A good reason to include siblings of ancestors.

+20 votes
I don't mean to criticize anyone but some people only include their only direct family lines and not siblings of ancestors.  There are lots of reasons, mostly I would attribute it to a lack of time and let's face it, we all have that problem.

But I recently ran across a stellar example of a reason to include and research the siblings of our ancestors.

I can't quite remember the exact census reference, but that's not all too important.  I can't quite remember the names either, but again that's not terribly important.

Ok, we have a woman who we'll call Mary Henley.  She was born around 1820.

We have no idea who her parents are.  By the 1850 census she was already married to her husband and her marriage record does not give the names of her parents.  Her death record doesn't say who her parents are either.  She married a man named Frey.

Now we have another woman who lived in the exact same county as Mary.  We will call her Anna.  She was born about 1822.

Now we do have Anna's death record from about 1902.  it says she was born Anna Henley and it gives the names of her parents.  John and Susan Henley.  Anna later married a man named Meisner.

Now we find that in 1900.  Anna (Henley) Meisner, now a widow, is living with a 25 year year old man man named, Mike Frey along with his wife and young children.  Some further research reveals that Mike, is Mary's grandson.   It also states in the census that Anna is Mike's Great Aunt.

So we know that Anna is Mike's great aunt.  And considering that Mike is Mary's grandson, that would mean that Mary and Anna are sisters.

And since we have a death record for Anna, giving the names of her parents.  It is reasonable to assume that Mary has the same parents.

So by going beyond the direct family line we are able to find some valuable information or at least a further avenue to study.  A person not paying attention to possible siblings of ancestors may miss a vital clue.


More than once, I have found while my direct ancestor does not have a record for parents, a person I can prove is a sibling of theirs does have a record that gives the name of parents.

I thought I would just toss this out there for the benefit of anyone interested.

in The Tree House by Craig Albrechtson G2G6 Mach 8 (87.9k points)
edited by Ellen Smith
I have also noticed that Wikitree-ers often will only enter their own direct ancestor and ignore siblings. I have had a couple situations when by entering all the known siblings, it has helped solve mysteries elsewhere in my tree, because  the families that the siblings married into, gave me new avenues to research.
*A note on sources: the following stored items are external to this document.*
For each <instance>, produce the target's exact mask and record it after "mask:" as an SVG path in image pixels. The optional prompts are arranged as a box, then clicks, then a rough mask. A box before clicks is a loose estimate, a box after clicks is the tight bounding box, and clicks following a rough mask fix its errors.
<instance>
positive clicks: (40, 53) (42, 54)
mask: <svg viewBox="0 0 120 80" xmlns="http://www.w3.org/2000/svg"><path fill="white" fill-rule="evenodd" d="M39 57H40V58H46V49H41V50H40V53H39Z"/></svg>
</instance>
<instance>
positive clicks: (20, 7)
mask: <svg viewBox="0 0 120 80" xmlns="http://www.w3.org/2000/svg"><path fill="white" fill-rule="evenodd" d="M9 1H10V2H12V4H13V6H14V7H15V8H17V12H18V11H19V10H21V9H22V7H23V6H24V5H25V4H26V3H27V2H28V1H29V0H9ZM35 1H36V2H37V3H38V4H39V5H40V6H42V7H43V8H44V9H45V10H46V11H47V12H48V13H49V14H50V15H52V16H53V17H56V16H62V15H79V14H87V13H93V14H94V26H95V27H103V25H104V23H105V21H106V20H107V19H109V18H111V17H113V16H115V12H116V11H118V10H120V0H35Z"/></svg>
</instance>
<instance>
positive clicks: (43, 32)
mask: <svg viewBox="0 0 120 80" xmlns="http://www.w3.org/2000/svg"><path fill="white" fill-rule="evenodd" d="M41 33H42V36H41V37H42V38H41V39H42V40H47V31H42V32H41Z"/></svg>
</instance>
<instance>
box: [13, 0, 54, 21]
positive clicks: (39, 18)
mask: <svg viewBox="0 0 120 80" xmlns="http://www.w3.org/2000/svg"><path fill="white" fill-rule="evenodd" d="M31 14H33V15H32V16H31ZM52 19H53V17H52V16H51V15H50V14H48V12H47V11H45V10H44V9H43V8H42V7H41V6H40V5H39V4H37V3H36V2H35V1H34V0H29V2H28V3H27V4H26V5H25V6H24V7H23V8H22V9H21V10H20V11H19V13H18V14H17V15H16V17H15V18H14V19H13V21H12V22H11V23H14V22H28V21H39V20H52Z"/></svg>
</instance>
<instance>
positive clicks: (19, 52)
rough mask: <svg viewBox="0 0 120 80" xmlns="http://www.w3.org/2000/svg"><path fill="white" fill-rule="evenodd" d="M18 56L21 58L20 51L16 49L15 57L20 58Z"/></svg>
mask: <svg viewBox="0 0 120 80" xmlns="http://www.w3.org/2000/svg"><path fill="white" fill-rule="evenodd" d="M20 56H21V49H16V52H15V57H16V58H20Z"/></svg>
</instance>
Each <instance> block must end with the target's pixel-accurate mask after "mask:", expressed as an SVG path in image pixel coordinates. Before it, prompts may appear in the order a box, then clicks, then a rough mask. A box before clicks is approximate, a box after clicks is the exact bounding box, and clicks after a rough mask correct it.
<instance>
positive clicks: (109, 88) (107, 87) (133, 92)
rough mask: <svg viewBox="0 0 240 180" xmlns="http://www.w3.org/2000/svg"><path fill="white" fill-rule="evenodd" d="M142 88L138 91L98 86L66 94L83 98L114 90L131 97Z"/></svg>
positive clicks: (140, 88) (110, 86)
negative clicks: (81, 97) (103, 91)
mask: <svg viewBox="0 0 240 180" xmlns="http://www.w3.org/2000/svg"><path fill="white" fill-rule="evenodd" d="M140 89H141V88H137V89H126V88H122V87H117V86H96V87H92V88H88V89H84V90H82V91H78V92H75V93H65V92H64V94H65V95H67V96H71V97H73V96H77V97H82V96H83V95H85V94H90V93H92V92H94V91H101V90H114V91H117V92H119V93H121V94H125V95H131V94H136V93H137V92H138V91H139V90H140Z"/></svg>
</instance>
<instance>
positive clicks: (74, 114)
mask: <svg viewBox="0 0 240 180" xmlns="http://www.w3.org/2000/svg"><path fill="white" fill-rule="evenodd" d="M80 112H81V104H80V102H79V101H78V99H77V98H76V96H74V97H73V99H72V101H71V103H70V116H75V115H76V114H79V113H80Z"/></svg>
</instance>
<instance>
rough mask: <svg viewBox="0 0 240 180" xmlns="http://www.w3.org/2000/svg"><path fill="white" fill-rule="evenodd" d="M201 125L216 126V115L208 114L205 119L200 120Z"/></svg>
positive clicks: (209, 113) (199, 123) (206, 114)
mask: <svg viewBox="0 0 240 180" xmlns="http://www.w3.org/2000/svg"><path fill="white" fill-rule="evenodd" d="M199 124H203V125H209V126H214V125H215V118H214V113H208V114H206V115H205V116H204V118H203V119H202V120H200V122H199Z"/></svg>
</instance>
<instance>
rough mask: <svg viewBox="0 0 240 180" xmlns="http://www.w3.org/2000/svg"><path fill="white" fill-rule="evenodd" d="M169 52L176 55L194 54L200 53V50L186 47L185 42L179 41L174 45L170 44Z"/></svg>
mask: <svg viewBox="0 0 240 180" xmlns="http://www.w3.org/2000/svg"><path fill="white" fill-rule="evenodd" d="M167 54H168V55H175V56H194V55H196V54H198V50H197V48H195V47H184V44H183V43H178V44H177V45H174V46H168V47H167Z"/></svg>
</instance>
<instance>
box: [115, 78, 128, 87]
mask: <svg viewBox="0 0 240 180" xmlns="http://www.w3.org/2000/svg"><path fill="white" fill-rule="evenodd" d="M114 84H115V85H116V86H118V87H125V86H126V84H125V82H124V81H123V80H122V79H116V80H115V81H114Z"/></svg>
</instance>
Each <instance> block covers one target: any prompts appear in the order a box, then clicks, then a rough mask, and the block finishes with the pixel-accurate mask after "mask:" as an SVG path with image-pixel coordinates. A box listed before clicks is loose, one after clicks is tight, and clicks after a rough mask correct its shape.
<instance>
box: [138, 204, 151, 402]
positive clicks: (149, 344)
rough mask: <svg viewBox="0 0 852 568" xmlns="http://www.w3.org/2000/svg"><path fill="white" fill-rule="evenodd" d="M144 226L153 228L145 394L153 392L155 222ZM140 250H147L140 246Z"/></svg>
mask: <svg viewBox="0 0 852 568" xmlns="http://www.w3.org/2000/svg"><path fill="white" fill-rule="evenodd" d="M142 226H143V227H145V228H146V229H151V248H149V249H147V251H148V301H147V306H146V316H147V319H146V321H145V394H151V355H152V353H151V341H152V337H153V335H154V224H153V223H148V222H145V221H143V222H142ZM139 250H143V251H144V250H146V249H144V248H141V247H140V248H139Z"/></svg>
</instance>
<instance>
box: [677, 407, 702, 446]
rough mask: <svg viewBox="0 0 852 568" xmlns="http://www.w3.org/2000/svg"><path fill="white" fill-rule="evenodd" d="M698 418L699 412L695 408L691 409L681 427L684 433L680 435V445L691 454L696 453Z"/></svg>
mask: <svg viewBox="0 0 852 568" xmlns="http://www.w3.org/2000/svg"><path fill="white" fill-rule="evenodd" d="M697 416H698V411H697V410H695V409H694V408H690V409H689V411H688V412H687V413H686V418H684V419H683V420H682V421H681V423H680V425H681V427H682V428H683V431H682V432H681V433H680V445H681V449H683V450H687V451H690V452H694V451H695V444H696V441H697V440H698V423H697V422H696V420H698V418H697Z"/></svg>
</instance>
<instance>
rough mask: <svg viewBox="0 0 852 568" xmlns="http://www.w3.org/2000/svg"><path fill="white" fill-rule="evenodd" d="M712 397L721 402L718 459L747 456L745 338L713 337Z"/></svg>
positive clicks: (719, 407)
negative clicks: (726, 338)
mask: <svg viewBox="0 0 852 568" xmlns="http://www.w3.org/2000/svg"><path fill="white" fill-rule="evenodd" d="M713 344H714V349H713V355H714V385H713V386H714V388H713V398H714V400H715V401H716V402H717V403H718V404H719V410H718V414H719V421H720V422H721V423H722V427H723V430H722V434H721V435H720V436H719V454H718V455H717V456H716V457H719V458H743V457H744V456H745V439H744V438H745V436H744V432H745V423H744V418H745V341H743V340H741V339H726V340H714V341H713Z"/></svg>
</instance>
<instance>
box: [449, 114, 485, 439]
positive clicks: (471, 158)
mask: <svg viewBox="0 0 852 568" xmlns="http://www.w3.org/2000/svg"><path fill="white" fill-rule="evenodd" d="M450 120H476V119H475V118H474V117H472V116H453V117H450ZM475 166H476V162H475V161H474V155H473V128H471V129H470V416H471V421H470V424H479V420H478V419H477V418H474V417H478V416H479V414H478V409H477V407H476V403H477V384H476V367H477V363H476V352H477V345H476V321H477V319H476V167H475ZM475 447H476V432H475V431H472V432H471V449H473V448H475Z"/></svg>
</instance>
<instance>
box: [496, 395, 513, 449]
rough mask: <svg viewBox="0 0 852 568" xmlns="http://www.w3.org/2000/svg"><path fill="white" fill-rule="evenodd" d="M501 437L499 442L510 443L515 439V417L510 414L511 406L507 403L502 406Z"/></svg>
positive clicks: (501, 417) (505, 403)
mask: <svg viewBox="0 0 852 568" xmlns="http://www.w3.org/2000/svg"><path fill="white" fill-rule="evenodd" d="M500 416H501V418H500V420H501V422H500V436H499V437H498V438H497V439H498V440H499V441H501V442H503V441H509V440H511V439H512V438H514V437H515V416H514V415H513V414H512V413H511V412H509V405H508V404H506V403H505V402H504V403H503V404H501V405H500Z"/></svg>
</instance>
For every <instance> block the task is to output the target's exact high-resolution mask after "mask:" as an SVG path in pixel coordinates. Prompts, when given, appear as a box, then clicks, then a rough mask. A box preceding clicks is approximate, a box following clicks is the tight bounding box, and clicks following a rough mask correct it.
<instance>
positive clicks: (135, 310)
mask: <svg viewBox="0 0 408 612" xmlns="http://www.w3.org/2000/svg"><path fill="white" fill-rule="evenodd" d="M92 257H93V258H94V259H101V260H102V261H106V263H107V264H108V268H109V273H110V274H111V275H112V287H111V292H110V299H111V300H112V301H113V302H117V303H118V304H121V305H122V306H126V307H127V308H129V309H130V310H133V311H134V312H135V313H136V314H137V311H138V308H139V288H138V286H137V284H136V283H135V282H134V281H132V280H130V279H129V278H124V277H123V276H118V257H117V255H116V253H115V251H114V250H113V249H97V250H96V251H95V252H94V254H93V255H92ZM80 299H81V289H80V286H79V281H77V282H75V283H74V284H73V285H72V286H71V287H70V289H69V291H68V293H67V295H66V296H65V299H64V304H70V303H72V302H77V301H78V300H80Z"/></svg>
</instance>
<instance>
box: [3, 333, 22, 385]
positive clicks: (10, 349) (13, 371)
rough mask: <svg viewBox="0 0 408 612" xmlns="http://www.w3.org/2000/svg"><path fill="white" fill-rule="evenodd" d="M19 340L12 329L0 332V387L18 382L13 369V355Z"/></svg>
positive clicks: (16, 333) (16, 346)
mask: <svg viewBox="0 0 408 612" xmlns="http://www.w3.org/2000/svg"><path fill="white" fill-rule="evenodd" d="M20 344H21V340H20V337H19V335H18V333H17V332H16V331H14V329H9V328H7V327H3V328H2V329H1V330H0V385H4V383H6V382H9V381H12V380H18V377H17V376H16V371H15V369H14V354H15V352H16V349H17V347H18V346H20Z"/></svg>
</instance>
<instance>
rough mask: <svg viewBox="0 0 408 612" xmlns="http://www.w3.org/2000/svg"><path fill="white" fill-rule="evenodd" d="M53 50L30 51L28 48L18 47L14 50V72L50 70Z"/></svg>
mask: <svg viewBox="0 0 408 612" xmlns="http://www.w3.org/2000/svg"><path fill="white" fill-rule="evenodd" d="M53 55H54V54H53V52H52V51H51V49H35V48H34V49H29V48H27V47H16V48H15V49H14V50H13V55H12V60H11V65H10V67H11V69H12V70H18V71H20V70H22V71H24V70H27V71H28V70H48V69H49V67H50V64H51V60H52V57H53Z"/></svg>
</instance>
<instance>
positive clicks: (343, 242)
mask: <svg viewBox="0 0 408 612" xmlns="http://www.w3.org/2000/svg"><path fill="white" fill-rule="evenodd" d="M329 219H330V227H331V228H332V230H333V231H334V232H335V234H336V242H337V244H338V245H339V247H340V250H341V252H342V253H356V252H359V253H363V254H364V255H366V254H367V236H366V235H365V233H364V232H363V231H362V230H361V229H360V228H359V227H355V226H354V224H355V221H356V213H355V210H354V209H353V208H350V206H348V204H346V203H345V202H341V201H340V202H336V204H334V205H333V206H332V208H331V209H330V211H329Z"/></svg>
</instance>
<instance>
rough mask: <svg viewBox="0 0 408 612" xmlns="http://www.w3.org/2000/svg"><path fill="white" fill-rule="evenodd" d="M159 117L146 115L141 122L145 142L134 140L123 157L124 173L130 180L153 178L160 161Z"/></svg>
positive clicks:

Also, by me entering my great grandfather's siblings and their spouses, I learned that I had two great Aunts who were early members of DAR. I would not have recognized them from the DAR site because Harriette and Cornellia used their married names when they applied, - not their maiden surname.

But the best reason for entering siblings (when we have time), - is because it's the kind thing to do that helps others in their genealogy search. I could not have the family tree that I have, if it wren't for the work of others who came before me and shared

5 Answers

+11 votes
Thanks for posting and I agree. You do want families. I try to get grandchildren of each of my direct line when I can. Without researching my great grandfather's brother, I would never have had evidence of a name change. His brother's death certificate listed a different father than either of them had ever listed in other records and ALL the records generated by my great grandfather had incorrect (and different) parents.

I've become a firm believer in Elizabeth Shown Mills "FAN" club (Friends, Associates and Neighbors) as well.
by Doug McCallum G2G6 Pilot (448k points)
+3 votes
Other spouces sometimes get left out as well
by C. Mackinnon G2G6 Pilot (292k points)
+4 votes
I wil usually try and come back and add siblings when I "have the time"

But yes, I know how important they are.
by Robynne Lozier G2G Astronaut (1.0m points)
+4 votes
Great post! Totally agree! I have no historical blood relation to the wider tree, I am working class English/Welsh going as far back as 1700 on most lines, 1600 on some and still no blood connections! All my connections to the tree are from exploring long dead Aunts and Uncles who married into known families! Well done you :)

Edit: By blood connection i meant a direct Ancestor connected to the wider tree. I HAVE actually found wikitreers who are distant blood relations descended from Aunts and Uncles that I never would have found otherwise; it is through them I am connected. I'm confused as to how we connect if we don't follow the clues like you did... Geneology bloodhounds! ;-)

by Lizzie Griffiths G2G6 Pilot (119k points)
edited by Lizzie Griffiths
+3 votes
I think people sometimes only do direct ancestors because genealogy is time consuming.

But I totally agree that sketching out at least all the children can be valuable, and sometimes even essential, for building a fuller picture of our ancestor’s lives.

My aim is to sketch out all children and grandchildren, and their spouses, from birth to death, and add birth records for great-grandchildren. I possibly should have set a smaller scope.

Having said that, some parts of my tree are still ancestors only, but I’m about two-thirds of the way there. Most of my ancestor profiles have a biography and their children are at least mentioned.